The AI-powered comparison revealed three key potential advantages of this mechanism:

• Speed: AVA6103 reached its maximum concentration in the tumor within minutes of dosing, whereas Enhertu® took approximately 24 hours.
• Potency: The peak concentration of the active drug delivered by AVA6103 was more than a log (ten times) higher in the tumor than that observed with Enhertu®.
• Selectivity: The Tumor Selectivity Index (TSI)—a critical measure of how well a drug concentrates in the tumor versus the bloodstream—was nearly three-fold higher for Avacta's compound.

"Our analysis demonstrates three potential advantages of our proprietary pre|CISION delivery mechanism," Coughlin stated, emphasizing the more rapid penetration, higher tumor concentration, and superior selectivity. A higher TSI suggests that more of the drug is working where it's needed, which could translate into both greater efficacy and a more favorable safety profile for patients.

A Strategic Milestone on the Path to the Clinic

The positive data for AVA6103 serves as a crucial validation for Avacta's entire pre|CISION® platform. The company is already in the clinic with its first candidate, AVA6000, a FAP-activated version of the common chemotherapy drug doxorubicin. The progress of AVA6103, which uses a different and highly potent payload, strengthens the argument that the FAP-cleavage mechanism is a versatile and robust delivery system applicable to a range of cancer-killing agents.

Positioning AVA6103 against a market leader like Enhertu® is a bold strategic move. It immediately frames the technology not as an incremental improvement but as a potential disruptor in the multi-billion-dollar targeted therapy market. The focus on FAP as the trigger is also strategic, as the enzyme is widely expressed across many solid tumor types, including those where ADCs have struggled due to low or variable target antigen expression. Avacta's data suggests AVA6103 maintains high activity even in models with low FAP expression, a potentially key differentiator.

With a cash runway extending into the first quarter of 2026, Avacta appears financially prepared to advance AVA6103 into its planned Phase 1 trial.
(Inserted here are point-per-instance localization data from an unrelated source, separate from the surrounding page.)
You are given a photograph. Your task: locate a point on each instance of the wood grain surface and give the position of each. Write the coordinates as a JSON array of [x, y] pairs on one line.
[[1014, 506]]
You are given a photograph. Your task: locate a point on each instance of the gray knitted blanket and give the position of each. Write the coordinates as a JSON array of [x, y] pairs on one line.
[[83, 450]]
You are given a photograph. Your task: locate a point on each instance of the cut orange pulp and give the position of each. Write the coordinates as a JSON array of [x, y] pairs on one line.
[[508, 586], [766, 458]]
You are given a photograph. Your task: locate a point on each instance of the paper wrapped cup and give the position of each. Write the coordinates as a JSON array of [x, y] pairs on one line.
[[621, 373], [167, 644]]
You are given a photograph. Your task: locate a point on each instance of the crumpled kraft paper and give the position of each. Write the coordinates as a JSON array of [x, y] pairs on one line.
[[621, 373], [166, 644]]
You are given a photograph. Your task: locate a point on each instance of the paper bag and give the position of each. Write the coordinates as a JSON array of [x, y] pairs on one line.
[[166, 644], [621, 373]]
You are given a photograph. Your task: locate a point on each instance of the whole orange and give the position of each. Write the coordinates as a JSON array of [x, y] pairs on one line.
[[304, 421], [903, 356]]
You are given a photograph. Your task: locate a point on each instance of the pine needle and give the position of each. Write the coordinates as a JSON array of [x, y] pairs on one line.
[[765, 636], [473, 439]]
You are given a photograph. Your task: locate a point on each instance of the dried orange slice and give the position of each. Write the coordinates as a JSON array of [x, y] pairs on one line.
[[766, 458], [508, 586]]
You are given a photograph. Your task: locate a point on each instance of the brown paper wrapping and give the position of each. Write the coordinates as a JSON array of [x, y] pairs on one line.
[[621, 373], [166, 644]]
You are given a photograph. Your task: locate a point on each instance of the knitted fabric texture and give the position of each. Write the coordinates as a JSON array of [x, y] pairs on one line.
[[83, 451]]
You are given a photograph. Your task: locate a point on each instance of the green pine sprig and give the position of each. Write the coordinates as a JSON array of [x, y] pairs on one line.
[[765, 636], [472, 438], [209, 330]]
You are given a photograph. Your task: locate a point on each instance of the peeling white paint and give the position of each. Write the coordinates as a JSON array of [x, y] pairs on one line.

For investors and the broader oncology community, this trial will be the first true test of the platform's promise. The compelling preclinical data has, in the words of Coughlin, "significantly increased the probability of success."

The journey from a lab model to a patient's bedside is long and fraught with risk. However, by combining a clever biological mechanism with cutting-edge data science, Avacta has charted a promising course. The upcoming clinical trial will be watched closely to see if this precision-guided approach can deliver a new and better standard of care for cancer patients.